Free cash flow margins dipped again amidst massive capex outflows, down to 13.3% on an annualized basis. This 13.3% figure is the second lowest since at least 2011, just slightly higher than the 13.1% from 4Q22 annualized. The single quarter FCF margin of 11.0% was tied with 1Q22 as the lowest ever in our database. Companies in this sector have been surprisingly reckless in their spending, and investors so far are giving them the benefit of the doubt. But doubts are building, and not just with skeptical industry analysts scarred by the dotcom bubble's wreckage.
Net margins were relatively strong by comparison, averaging 20.8% in the 2Q25 annualized period - which is actually an all-time high since at least 2011. But net profits can be impacted by one-time items, tax windfalls, regulatory decisions, accounting charges or restatements, and other factors. FCF is a much stronger gauge of the market's overall health.
Meta (FB), Tencent, Microsoft and Apple top the FCF leaderboard, with annualized margins well above 20% through 2Q25. IBM, SAP and Alphabet each had around 18% results. The laggards were Oracle and Baidu, both slightly negative.
Debt vs. cash positions are still acceptable; the sector's $629.3B in cash still exceeds its $586.7B in total debt. But the gap (i.e. net debt) has been shrinking for several years. At its peak, the webscale market's cash exceeded debt by $292B in 4Q20, but that is now down to just $43B. That's not a disaster by itself as long as the debt can be financed at reasonable rates. Webscale's big US-based players are no doubt pushing the US president to keep interest rates down. In this way, they are contributing to Trump's lawless attempts to usurp the Fed's status as an independent monetary board. US-based webscale CEOs - Bezos, Zuckerberg, Sundar, Satya and Larry - are all openly engaged in politics and kissing up to the US government. While they justify it as a service to their shareholders, ultimately this distorts markets and may crash the global economy.

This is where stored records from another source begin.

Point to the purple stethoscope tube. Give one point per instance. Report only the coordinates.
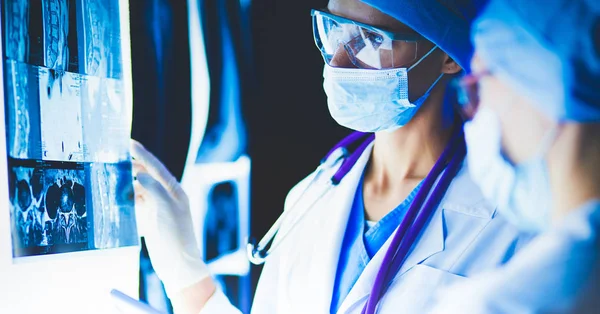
(418, 216)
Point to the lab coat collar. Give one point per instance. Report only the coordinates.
(329, 233)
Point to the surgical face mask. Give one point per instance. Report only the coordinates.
(371, 100)
(522, 191)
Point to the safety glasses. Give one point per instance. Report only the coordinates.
(467, 92)
(366, 46)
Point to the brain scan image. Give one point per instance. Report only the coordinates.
(48, 208)
(67, 127)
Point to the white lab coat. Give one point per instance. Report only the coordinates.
(558, 272)
(464, 237)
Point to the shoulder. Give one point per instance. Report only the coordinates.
(558, 272)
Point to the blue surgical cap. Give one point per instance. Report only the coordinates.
(446, 23)
(547, 51)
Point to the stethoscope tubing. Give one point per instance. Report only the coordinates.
(417, 217)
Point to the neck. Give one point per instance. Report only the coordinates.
(574, 165)
(410, 152)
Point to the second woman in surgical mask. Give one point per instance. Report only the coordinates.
(387, 68)
(534, 148)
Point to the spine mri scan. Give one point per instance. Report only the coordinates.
(67, 127)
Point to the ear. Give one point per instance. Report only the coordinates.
(450, 66)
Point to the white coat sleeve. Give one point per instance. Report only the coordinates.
(266, 296)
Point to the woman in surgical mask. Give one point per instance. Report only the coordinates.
(404, 221)
(534, 148)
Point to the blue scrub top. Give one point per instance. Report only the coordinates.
(362, 242)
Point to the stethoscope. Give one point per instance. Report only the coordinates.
(418, 215)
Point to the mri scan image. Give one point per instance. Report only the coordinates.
(67, 127)
(48, 208)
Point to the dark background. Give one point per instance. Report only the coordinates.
(285, 112)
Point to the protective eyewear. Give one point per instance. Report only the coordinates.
(467, 92)
(366, 46)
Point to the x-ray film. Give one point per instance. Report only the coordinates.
(67, 127)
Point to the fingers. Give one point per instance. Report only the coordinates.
(149, 163)
(152, 188)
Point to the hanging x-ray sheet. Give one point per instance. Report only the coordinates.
(67, 126)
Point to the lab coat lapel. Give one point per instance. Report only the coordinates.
(329, 234)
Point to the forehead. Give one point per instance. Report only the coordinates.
(358, 11)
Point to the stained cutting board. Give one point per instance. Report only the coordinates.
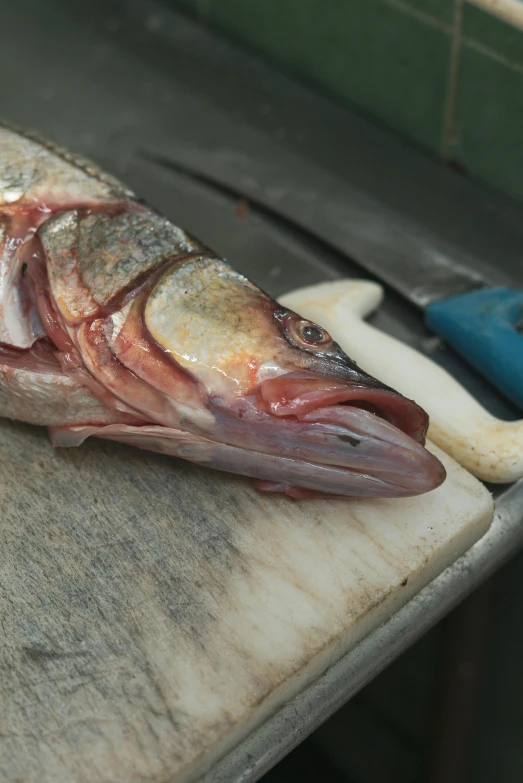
(153, 613)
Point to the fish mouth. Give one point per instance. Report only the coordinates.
(334, 438)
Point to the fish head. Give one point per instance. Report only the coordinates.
(277, 384)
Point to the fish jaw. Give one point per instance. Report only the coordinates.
(297, 478)
(332, 450)
(356, 439)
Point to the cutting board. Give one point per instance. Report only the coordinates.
(153, 613)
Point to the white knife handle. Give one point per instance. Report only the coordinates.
(488, 447)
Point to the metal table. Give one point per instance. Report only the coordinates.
(183, 117)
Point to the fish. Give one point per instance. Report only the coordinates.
(117, 324)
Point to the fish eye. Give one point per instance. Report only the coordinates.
(306, 334)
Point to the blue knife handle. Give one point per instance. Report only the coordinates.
(480, 326)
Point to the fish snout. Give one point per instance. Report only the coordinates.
(366, 431)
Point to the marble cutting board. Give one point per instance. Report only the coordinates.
(153, 613)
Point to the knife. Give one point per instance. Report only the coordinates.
(461, 295)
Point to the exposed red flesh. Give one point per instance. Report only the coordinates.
(296, 396)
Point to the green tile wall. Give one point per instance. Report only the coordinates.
(488, 133)
(450, 82)
(383, 57)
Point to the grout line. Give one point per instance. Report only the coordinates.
(449, 128)
(488, 52)
(422, 16)
(510, 11)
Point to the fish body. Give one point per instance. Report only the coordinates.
(115, 323)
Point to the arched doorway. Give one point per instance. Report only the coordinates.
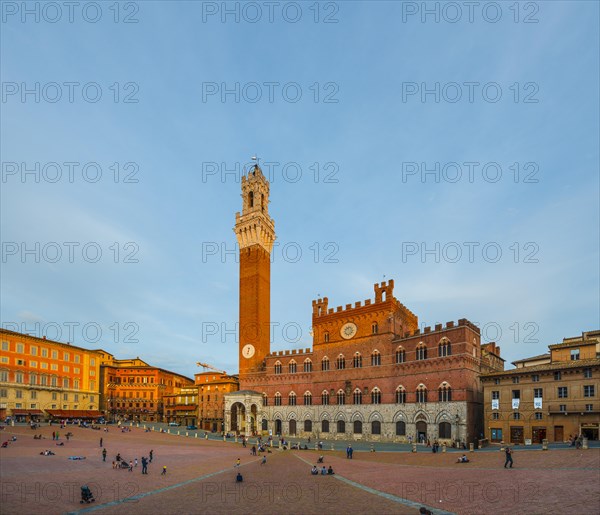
(421, 431)
(238, 417)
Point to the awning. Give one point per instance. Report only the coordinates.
(75, 413)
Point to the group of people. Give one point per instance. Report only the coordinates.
(324, 471)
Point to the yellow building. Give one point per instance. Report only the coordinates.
(552, 396)
(42, 379)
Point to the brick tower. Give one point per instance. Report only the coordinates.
(255, 231)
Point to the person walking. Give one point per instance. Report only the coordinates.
(508, 454)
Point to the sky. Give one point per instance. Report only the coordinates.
(450, 147)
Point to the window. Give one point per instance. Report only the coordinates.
(375, 359)
(400, 428)
(400, 395)
(445, 393)
(400, 355)
(444, 348)
(376, 396)
(421, 394)
(445, 430)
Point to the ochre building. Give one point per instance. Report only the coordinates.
(42, 379)
(371, 373)
(553, 396)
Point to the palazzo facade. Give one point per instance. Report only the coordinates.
(371, 374)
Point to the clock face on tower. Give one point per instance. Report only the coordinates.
(248, 350)
(348, 330)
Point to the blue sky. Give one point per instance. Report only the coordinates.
(160, 289)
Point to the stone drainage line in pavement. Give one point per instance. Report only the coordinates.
(390, 497)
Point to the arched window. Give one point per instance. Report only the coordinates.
(376, 396)
(444, 393)
(421, 393)
(375, 358)
(445, 430)
(400, 395)
(400, 355)
(444, 348)
(375, 427)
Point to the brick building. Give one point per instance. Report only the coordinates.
(371, 373)
(552, 396)
(133, 390)
(42, 379)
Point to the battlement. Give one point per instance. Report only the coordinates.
(463, 322)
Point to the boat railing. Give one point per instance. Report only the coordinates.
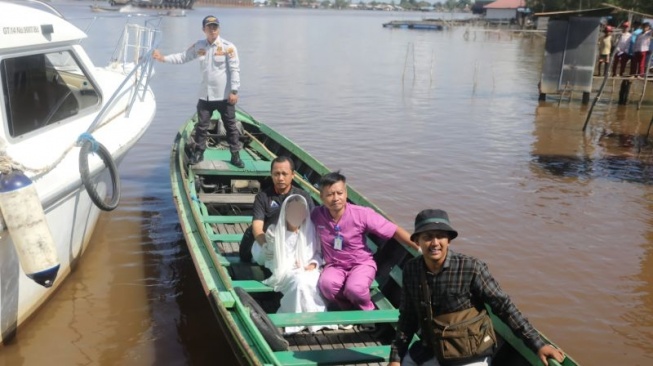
(37, 3)
(133, 56)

Webscale employment hit 4.28M, up 1.2% YoY. The big recent story is Alibaba, whose early 2025 spinoffs caused its headcount to drop dramatically. In 2Q25, its employee total was 123.7K, down 38% YoY. By contrast, JD.Com has been expanding headcount, ending 2Q25 with around 625K employees, up 15% YoY. Amazon, Meta, and Alphabet all grew modestly YoY in 2Q25, while Microsoft stayed flat.
There will be occasional modest swings up in webscale headcount, but automation and robotics are gaining ground, especially in logistics. We expect modest headcount gains in 2025, then a steady decline.
Asia-Pacific's drag is easing: for a few quarters, a weak Chinese market meant that Asia was a drag on global growth. That has reversed. Global revenues grew 14% YoY in 2Q25, and all four regions saw growth rates within a couple of percentage points of this average.
With strong government backing, Tencent and Alibaba are poised to accelerate Asia's momentum through 2026. Xiaomi also adds support for Asia's growth. It is having export market success with its devices and starting to invest in data centers and AI, with potential for much more to come.